Cette époque a été l’âge d’or de la publicité, en tout cas en France. Suite au développement des médias et à l’arrivée de la publicité anglo-saxonne, le métier s’est beaucoup développé. Nous avons découvert un nouvel acteur, le consommateur, et avons du nous intéresser à lui, le séduire, le comprendre. Dès lors, la publicité a été un outil de divertissement en faveur des marques. Les expressions sont devenues joyeuses, colorées et impertinentes. En ce sens, on peut considérer que la communication a perdu quelque chose ces derniers temps. Elle a perdu de son impertinence. La publicité a commencé à faire place à ce qu’on peut considérer comme de la propagande. Les entreprises ne la considèrent plus comme un outil de divertissement pour rendre leurs marques sympathiques et assument une raison d’être vertueuse, parfois moralisatrice. La communication est marquée par la bien-pensance, le politiquement correct, et on finit par ne plus beaucoup l’aimer.
Les outils numériques et, plus largement, Internet sont-ils les responsables d’une certaine créativité lissée, uniformisée et sans réelle prise de risque?
«Le web a contribué à l'appauvrissement du métier.»
Internet est en partie responsable de cet appauvrissement du sourire. Dans les années 80, la publicité était plus artisanale, moins hiérarchisée, les gens étaient un peu plus fous et plus proches du métier d’artiste. D’ailleurs, beaucoup d’artistes étaient, à l’époque, contents de travailler pour la publicité.
Aujourd’hui, on constate une modification de l’état d’esprit. Le web a contribué à l’appauvrissement du métier. C’est un secret pour personne : le fort taux de pénétration des Ad Block est le signe que les gens n’aiment plus la publicité, car elle est à la fois ennuyeuse et intrusive. C’est même devenu une nuisance. Avec Internet, les annonceurs ont également cru qu’on pouvait produire n’importe, pas cher. C’est une erreur. Certaines idées ont besoin d’argent pour être fabriquées.
Le web a rendu les gens méfiants. Sur Internet, on peut mentir, les organismes de contrôle n’existent pas ou ne sont pas très rigoureux. Dans les années 80, il existait des instances qui régulaient la publicité, et le public était plus détendu. Les gens n’étaient pas dupes, la publicité annonçait la couleur et tout le monde jouait le jeu.
Quelle doléance adressez-vous aux publicitaires et créatifs aujourd’hui?

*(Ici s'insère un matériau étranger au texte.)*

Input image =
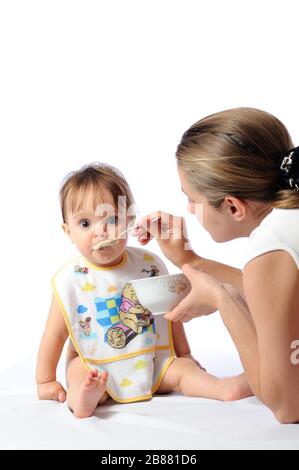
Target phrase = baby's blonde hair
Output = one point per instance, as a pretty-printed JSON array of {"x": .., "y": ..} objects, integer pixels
[
  {"x": 238, "y": 152},
  {"x": 94, "y": 177}
]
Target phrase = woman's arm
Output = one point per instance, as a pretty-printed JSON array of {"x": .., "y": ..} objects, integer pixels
[
  {"x": 171, "y": 234},
  {"x": 271, "y": 286},
  {"x": 50, "y": 349},
  {"x": 264, "y": 331}
]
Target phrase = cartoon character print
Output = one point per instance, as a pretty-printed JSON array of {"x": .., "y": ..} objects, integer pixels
[
  {"x": 134, "y": 318},
  {"x": 177, "y": 286},
  {"x": 154, "y": 271},
  {"x": 131, "y": 312},
  {"x": 85, "y": 325},
  {"x": 78, "y": 269}
]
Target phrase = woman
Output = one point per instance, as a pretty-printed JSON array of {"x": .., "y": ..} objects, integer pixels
[{"x": 241, "y": 168}]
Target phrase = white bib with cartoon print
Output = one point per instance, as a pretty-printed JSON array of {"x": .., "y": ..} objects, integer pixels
[{"x": 109, "y": 327}]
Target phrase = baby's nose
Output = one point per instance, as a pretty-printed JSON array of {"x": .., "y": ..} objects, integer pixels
[{"x": 100, "y": 230}]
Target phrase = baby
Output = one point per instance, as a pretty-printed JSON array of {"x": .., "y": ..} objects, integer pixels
[{"x": 117, "y": 349}]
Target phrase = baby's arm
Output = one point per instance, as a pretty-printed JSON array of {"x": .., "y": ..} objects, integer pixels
[
  {"x": 51, "y": 345},
  {"x": 180, "y": 342}
]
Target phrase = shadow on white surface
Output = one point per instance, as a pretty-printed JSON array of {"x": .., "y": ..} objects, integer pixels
[{"x": 165, "y": 422}]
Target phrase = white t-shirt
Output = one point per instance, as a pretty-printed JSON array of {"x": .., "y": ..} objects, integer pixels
[{"x": 279, "y": 230}]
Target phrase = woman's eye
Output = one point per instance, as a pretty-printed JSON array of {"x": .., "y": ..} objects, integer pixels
[
  {"x": 84, "y": 223},
  {"x": 113, "y": 220}
]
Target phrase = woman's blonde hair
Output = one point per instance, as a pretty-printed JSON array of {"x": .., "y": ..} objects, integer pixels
[
  {"x": 238, "y": 152},
  {"x": 95, "y": 176}
]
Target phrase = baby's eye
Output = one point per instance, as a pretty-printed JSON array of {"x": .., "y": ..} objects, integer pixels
[
  {"x": 85, "y": 223},
  {"x": 113, "y": 220}
]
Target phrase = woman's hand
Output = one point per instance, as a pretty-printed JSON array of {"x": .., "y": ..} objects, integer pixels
[
  {"x": 203, "y": 299},
  {"x": 171, "y": 234},
  {"x": 51, "y": 391}
]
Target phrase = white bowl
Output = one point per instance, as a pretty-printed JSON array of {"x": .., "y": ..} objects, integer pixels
[{"x": 160, "y": 294}]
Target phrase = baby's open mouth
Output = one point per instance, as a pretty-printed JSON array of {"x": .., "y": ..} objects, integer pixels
[{"x": 105, "y": 244}]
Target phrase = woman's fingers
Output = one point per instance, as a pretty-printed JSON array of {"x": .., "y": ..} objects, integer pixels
[{"x": 147, "y": 227}]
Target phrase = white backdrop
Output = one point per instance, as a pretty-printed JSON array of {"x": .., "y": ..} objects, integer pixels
[{"x": 119, "y": 82}]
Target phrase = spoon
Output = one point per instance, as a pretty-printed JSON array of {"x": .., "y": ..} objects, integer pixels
[{"x": 113, "y": 241}]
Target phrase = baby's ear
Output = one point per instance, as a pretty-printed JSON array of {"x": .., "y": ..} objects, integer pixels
[{"x": 66, "y": 229}]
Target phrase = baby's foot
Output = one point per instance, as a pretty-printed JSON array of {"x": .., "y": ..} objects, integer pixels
[
  {"x": 90, "y": 393},
  {"x": 236, "y": 388}
]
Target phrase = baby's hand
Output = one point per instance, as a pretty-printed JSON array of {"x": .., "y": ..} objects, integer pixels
[{"x": 51, "y": 391}]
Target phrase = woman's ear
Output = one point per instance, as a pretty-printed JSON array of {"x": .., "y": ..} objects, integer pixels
[{"x": 236, "y": 208}]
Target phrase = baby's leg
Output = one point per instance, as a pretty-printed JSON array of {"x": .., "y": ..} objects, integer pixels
[
  {"x": 184, "y": 376},
  {"x": 85, "y": 389}
]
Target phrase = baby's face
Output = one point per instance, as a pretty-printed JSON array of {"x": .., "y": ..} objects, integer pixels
[{"x": 89, "y": 225}]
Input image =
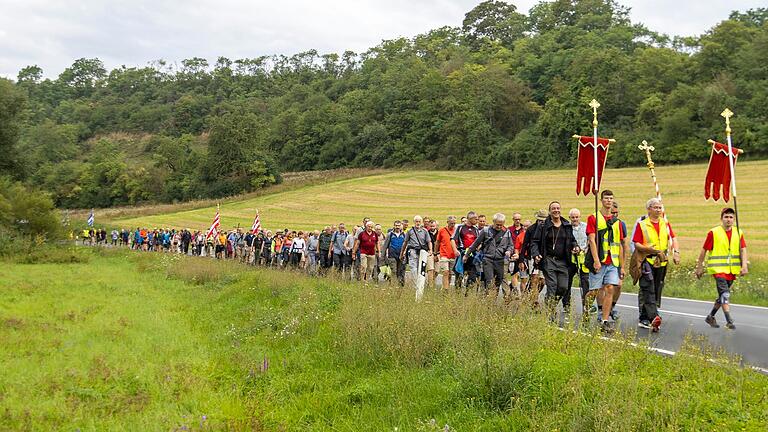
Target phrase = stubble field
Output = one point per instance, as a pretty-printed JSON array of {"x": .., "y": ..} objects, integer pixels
[{"x": 397, "y": 195}]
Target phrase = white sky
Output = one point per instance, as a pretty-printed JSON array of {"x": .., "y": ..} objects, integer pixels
[{"x": 53, "y": 33}]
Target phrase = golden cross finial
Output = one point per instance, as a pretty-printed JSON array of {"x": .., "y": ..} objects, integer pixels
[
  {"x": 727, "y": 114},
  {"x": 648, "y": 149},
  {"x": 595, "y": 105}
]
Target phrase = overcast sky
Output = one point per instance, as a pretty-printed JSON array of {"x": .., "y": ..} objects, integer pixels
[{"x": 53, "y": 33}]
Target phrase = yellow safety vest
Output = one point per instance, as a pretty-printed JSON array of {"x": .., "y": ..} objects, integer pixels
[
  {"x": 614, "y": 247},
  {"x": 578, "y": 260},
  {"x": 658, "y": 241},
  {"x": 725, "y": 256}
]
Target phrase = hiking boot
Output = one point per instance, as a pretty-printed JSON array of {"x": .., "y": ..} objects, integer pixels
[
  {"x": 607, "y": 327},
  {"x": 655, "y": 324},
  {"x": 711, "y": 321}
]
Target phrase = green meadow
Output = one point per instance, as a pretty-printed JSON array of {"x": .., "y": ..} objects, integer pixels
[{"x": 122, "y": 341}]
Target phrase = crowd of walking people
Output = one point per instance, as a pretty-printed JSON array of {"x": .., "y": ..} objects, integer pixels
[{"x": 550, "y": 253}]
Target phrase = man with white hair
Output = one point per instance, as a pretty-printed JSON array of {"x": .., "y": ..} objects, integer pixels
[
  {"x": 653, "y": 239},
  {"x": 495, "y": 245},
  {"x": 367, "y": 242},
  {"x": 579, "y": 228}
]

«Les marques de soda ou de snacks sont les dernières légitimes à parler d’écologie ou d’équilibre alimentaire.»
J’admire beaucoup les créatifs aujourd’hui car il faut énormément de talent et d’enthousiasme pour réussir à trouver des idées au milieu des contraintes et de la bien-pensance. Quand la publicité arrête de se prendre pour ce qu’elle n’est pas, c’est-à-dire un organe de propagande, elle peut divertir. Le dernier Superbowl en est un bon exemple : la publicité reprend sa place en tant que vecteur de divertissement. Soyons franc: les marques de soda ou de snacks sont les dernières légitimes à parler d’écologie ou d’équilibre alimentaire. Pourtant, des entreprises comme Coca Cola s’emparent de ces sujets pour vendre leurs cochonneries. Ces contradictions nuisent à la publicité. Certaines marques ne sont pas légitimes à aller sur le terrain de la RSE, et il va falloir que la publicité redevienne spectaculaire et impertinente. Mais je reste optimiste. On ne peut pas vivre dans un monde sans impertinence, surtout quand ce dernier devient de plus en plus difficile.